Montag, 18. Juni 2007
Gemeint ist die Past-Simple- bzw. Past-Participle-Form des englischen Verbs to shine. Die meisten Wörterbücher verzeichnen als einzige Aussprache [ʃɒn] bzw. [ʃɑːn] als Variante mit amerikanischer Vokalqualität. Meine Beobachtungen und die Onlineausgabe des Merriam-Webster (Link) widersprechen dem: Die verbreitetste Lautung der Verbform in den Vereinigten Staaten ist [ʃoʊn]. Vor kurzem hörte ich einen Amerikaner das Gedicht Musée des Beaux Arts des englischen Dichters W. H. Auden rezitieren. In der vierten Zeile des letzten Teils, der im Folgenden zu lesen ist, sprach er shone diphthongisch aus:

In Breughel’s Icarus, for instance: how everything turns away
Quite leisurely from the disaster; the ploughman may
Have heard the splash, the forsaken cry,
But for him it was not an important failure; the sun shone
As it had to on the white legs disappearing into the green
Water; and the expensive delicate ship that must have seen
Something amazing, a boy falling out of the sky,
Had somewhere to get to and sailed calmly on.

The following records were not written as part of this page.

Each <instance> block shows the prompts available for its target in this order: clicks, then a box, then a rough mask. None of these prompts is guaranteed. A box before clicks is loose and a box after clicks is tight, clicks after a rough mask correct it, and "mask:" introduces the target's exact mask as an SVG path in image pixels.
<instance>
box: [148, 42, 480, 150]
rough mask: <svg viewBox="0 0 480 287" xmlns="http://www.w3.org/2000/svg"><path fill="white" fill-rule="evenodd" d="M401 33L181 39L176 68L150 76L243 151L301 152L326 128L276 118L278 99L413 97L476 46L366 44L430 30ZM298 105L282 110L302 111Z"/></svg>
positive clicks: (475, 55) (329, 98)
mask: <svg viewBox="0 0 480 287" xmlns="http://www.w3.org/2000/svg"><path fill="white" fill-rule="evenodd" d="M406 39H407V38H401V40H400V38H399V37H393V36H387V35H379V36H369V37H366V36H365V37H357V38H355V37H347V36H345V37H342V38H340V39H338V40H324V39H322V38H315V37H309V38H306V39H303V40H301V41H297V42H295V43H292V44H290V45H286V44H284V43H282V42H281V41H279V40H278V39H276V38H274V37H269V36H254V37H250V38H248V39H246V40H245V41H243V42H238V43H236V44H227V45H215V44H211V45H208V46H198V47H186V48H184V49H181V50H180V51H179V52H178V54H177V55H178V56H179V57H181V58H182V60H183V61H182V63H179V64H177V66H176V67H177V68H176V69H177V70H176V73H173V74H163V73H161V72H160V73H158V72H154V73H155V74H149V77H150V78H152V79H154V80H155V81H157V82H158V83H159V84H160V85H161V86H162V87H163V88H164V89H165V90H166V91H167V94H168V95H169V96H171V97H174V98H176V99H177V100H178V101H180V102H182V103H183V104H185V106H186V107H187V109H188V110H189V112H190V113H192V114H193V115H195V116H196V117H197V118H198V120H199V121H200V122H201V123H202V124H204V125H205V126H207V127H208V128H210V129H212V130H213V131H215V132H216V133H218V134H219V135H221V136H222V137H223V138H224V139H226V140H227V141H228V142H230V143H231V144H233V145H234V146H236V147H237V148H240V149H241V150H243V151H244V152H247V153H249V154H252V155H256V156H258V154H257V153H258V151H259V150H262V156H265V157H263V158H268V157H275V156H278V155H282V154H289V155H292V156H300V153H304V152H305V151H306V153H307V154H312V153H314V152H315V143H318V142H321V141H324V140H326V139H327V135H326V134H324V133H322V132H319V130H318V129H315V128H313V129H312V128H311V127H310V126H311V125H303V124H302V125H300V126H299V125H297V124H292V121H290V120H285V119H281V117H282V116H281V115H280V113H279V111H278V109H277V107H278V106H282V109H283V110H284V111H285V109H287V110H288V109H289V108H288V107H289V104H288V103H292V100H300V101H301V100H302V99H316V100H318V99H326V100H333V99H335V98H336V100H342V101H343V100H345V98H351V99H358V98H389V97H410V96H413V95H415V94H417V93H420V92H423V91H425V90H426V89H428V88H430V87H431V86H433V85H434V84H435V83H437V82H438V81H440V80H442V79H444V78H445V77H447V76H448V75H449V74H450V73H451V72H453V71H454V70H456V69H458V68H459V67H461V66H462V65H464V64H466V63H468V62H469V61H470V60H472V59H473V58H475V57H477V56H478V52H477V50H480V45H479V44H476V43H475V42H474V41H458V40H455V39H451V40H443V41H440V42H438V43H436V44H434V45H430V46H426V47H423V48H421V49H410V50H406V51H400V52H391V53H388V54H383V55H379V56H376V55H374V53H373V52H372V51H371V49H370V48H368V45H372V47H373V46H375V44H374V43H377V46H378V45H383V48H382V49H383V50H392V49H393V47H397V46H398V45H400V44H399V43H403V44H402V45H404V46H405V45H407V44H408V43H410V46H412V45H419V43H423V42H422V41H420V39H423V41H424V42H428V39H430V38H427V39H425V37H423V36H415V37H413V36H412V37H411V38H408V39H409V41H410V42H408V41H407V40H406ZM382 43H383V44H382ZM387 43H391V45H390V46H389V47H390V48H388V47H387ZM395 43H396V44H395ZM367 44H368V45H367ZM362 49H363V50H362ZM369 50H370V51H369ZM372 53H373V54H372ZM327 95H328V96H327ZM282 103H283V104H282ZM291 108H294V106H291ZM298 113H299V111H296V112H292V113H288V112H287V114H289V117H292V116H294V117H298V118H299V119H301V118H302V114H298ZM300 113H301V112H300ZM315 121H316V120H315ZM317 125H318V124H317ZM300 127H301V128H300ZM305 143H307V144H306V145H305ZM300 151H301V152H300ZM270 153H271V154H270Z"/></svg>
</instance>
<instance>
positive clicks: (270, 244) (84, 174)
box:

(Vollständiges Gedicht und Gemäldeabbildung: Link)

Sogleich wurde seine Aussprache korrigiert, und tatsächlich: In diesem Stück Lyrik ist die Lautung [ʃɒn] obligatorisch, um den Reim mit on in der letzten Zeile zu bewahren. Vielleicht hätte man von vornherein einen Briten das Gedicht lesen lassen sollen: Auden, rezitiert von einem Amerikaner, klingt so passend wie Allen Ginsbergs Howl mit britischem Akzent.